Which solution will meet these requirements MOST cost-effectively?
Answer options
- A. Create an Amazon Aurora MySQL database. Migrate the data from the S3 bucket into Aurora by using AWS Database Migration Service (AWS DMS). Issue SQL statements to the Aurora database.
- B. Create an Amazon Redshift cluster. Use Redshift Spectrum to run SQL statements directly on the data in the S3 bucket.
- C. Create an AWS Glue crawler to store and retrieve table metadata from the S3 bucket. Use Amazon Athena to run SQL statements directly on the data in the S3 bucket.

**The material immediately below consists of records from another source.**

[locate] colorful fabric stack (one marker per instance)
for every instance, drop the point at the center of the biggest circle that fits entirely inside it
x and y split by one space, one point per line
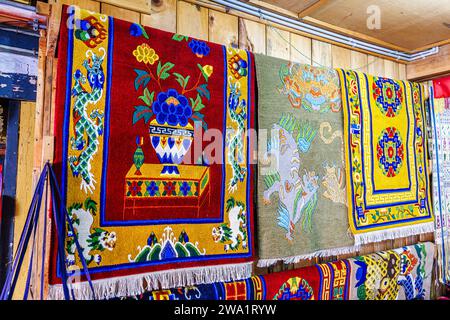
440 128
386 157
301 179
400 274
152 206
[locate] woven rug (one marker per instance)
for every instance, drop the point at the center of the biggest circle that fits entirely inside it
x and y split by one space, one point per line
386 157
302 209
440 128
328 281
400 274
154 203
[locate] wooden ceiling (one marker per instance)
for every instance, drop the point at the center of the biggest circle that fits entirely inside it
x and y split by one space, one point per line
407 25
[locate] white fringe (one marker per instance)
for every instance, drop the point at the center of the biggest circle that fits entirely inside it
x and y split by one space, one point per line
140 283
394 233
264 263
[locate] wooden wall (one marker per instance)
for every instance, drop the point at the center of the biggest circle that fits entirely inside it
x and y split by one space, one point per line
209 22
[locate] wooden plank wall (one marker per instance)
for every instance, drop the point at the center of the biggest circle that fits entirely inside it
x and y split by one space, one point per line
198 19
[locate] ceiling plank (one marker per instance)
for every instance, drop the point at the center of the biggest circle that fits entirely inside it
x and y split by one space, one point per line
314 7
430 67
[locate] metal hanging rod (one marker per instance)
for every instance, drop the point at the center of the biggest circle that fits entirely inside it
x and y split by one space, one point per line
323 33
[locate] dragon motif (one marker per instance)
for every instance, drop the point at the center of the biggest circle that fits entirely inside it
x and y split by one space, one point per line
87 126
297 192
81 215
236 156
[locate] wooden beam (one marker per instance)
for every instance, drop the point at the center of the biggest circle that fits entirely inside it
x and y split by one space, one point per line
430 67
314 7
353 34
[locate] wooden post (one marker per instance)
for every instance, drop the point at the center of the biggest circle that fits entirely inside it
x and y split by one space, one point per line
9 189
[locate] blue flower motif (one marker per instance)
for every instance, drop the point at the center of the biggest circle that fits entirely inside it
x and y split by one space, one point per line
198 47
77 74
185 188
135 30
152 188
172 108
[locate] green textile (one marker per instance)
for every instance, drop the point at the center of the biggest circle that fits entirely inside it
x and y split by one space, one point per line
302 208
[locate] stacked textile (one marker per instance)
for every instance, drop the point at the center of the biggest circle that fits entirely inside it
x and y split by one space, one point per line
151 205
400 274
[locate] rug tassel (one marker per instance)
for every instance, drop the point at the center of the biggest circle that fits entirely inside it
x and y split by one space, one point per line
140 283
394 233
264 263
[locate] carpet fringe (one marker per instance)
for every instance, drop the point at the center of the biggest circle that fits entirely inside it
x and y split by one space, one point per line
140 283
264 263
394 233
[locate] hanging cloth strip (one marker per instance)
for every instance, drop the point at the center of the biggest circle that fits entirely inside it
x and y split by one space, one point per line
439 110
399 274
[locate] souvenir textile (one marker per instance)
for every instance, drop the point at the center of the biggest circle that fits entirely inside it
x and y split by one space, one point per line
386 157
153 155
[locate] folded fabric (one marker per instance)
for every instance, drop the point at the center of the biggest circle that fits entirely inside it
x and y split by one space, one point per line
400 274
153 204
440 130
386 157
302 209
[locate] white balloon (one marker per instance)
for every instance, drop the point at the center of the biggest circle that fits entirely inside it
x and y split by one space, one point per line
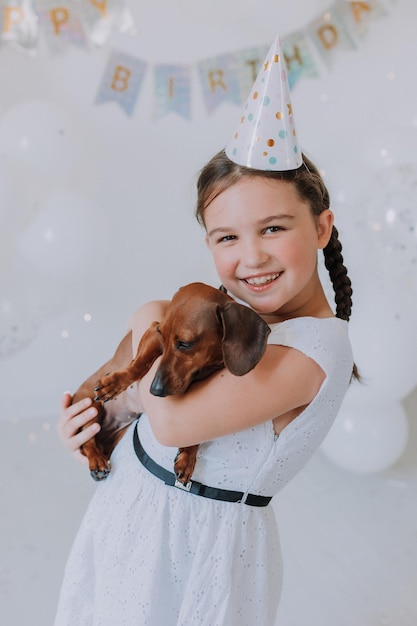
67 237
383 333
21 313
367 438
44 135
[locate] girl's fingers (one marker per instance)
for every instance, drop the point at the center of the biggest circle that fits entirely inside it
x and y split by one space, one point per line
72 419
78 439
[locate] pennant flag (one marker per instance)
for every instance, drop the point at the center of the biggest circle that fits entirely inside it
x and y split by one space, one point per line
358 15
219 81
172 90
19 24
121 81
61 23
248 64
102 18
298 59
329 33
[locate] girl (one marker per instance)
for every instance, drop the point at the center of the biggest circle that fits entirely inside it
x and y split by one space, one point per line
152 555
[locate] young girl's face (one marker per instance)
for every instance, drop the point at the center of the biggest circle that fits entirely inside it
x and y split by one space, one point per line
264 241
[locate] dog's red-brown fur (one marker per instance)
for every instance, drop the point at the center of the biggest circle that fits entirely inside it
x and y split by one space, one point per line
203 330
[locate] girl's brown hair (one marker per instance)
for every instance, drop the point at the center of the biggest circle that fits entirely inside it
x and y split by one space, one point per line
220 173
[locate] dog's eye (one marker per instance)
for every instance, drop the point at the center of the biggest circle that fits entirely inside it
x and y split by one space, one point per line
184 345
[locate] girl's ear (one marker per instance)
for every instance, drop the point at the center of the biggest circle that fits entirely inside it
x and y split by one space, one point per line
324 228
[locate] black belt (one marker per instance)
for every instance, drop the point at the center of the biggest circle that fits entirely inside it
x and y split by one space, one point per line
193 486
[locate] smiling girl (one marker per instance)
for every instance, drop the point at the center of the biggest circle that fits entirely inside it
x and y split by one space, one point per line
155 555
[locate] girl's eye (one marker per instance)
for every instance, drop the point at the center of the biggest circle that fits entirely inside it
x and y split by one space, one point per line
273 229
227 238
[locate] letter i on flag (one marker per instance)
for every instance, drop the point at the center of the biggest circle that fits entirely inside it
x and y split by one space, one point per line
121 81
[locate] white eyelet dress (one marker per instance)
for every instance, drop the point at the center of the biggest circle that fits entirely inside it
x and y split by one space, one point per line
147 554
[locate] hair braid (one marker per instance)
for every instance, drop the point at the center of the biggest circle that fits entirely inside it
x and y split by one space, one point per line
342 286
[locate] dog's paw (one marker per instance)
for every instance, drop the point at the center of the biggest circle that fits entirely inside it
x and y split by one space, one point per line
100 472
98 475
109 387
183 466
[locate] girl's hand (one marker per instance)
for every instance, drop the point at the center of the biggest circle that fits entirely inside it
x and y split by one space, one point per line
71 419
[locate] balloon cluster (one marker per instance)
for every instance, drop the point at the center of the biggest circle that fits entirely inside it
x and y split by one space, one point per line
371 431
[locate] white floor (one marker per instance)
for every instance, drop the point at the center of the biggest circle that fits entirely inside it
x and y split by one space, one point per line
349 542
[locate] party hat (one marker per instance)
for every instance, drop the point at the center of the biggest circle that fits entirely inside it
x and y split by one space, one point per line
266 138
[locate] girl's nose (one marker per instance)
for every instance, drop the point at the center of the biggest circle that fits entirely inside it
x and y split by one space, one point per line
254 254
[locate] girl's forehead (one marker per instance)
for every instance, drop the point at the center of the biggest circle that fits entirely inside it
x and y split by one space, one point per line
255 197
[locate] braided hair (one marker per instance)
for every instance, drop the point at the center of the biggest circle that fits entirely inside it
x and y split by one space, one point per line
220 173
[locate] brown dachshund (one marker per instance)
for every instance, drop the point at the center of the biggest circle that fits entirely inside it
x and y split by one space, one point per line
203 330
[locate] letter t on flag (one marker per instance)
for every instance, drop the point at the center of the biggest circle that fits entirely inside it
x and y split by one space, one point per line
121 81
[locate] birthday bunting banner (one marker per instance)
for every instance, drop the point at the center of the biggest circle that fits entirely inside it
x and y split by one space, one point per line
223 78
229 77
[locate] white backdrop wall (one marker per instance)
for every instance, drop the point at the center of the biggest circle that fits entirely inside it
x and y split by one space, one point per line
116 193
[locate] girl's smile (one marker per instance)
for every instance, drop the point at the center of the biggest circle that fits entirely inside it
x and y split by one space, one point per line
264 241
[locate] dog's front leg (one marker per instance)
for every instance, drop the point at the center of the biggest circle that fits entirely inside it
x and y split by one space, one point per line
185 463
114 383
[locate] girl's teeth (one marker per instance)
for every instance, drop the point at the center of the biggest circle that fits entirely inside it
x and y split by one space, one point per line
262 280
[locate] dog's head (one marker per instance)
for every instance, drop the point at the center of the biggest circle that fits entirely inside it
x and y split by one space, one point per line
205 330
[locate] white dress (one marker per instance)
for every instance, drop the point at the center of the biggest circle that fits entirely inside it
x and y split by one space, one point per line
147 554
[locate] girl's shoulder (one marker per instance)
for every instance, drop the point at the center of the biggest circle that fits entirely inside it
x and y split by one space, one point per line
325 340
143 317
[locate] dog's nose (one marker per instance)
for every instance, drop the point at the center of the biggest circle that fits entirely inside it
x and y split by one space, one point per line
158 387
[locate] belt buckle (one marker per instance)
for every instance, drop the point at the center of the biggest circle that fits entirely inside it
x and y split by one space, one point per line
181 485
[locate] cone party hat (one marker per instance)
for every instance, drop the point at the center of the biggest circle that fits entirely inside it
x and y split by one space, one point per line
266 138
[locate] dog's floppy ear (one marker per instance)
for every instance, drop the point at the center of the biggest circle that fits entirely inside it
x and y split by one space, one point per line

- D. Create an Amazon EMR cluster. Use Apache Spark SQL to run SQL statements directly on the data in the S3 bucket.
Correct answer: C
Explanation
Amazon Athena is a serverless, interactive query service that allows users to run SQL queries directly on Amazon S3 data, charging only for the data scanned, which is highly cost-effective for occasional querying. AWS Glue crawlers can automatically discover and catalog the schema of the Apache Parquet files to make them queryable by Athena. The alternative options involving Amazon Aurora, Amazon Redshift, and Amazon EMR require provisioning and paying for running database instances or clusters, making them significantly more expensive for infrequent use.